First let me write the first equation correctly

$$\Delta\phi(\vec{r})=-4\pi\delta^{(3)}(\vec{r})\tag{1},$$

and note that $\delta^{(3)}(\vec{r})\neq\delta(r)$ (sorry I couldn't find it on the english Wikipedia).

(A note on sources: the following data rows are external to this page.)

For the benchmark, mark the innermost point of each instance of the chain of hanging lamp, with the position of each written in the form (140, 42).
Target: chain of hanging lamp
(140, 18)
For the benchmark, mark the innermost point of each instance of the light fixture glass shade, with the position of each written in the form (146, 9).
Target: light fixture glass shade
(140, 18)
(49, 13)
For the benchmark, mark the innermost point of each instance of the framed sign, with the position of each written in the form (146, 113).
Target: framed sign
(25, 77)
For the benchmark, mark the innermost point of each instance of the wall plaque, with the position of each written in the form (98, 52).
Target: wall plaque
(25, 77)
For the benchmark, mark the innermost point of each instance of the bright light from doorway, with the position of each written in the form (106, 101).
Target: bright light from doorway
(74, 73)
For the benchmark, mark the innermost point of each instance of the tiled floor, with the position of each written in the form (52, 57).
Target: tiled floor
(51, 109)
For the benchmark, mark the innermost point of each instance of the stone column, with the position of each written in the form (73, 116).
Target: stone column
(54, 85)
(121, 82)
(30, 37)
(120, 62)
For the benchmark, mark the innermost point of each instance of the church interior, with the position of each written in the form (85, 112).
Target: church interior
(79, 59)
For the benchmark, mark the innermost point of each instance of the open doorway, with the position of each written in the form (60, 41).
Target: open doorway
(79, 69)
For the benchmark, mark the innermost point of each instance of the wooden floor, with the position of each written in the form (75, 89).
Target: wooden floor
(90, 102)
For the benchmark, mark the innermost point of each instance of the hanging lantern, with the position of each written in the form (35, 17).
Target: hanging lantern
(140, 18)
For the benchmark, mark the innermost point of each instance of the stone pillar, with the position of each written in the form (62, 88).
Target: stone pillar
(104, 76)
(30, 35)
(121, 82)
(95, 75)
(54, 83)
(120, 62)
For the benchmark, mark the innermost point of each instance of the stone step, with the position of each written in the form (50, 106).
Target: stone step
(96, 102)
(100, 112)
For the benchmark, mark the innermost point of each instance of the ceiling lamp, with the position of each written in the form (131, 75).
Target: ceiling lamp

For the left hand side we have

$$\phi(\vec{r})=\frac{1}{(2\pi)^{3/2}}\int\tilde\phi(\vec{k})e^{i\vec{k}\cdot\vec{r}}d^3\vec{k}\tag{2}$$

$$\Delta\phi(\vec{r})=-\frac{1}{(2\pi)^{3/2}}\int k^2\tilde\phi(\vec{k})e^{i\vec{k}\cdot\vec{r}}d^3\vec{k},\tag{3}$$

where $k=|\vec{k}|$. On the other hand, the delta function is

$$\delta^{(3)}(\vec{r})=\frac{1}{(2\pi)^{3}}\int e^{i\vec{k}\cdot\vec{r}}d^3\vec{k}\tag{4},$$

so you get $$\tilde{\phi}(\vec{k})=\frac{4\pi(2\pi)^{3/2}}{(2\pi)^3}\frac{1}{k^2}\tag{5}.$$

Now, using $(2)$

$$\phi(\vec{r})=\frac{4\pi}{(2\pi)^3}\int\frac{1}{k^2} e^{i\vec{k}\cdot\vec{r}}d^3\vec{k}=\frac{4\pi·2\pi}{(2\pi)^3}\int_0^\pi \sin\theta ~d\theta\int_0^\infty k^2~dk \frac{1}{k^2} e^{ikr\cos\theta}=\\= \frac{1}{\pi}\int_{-1}^1 dx\int_0^\infty dk~e^{ikrx}=\frac{1}{\pi}\int_0^\infty\frac{e^{ikr}-e^{-ikr}}{ikr}~dk=\frac{2}{\pi r}\int_0^\infty\frac{\sin(kr)}{k} dk\tag{6}=\frac{1}{r},$$

where you can find the last integral here.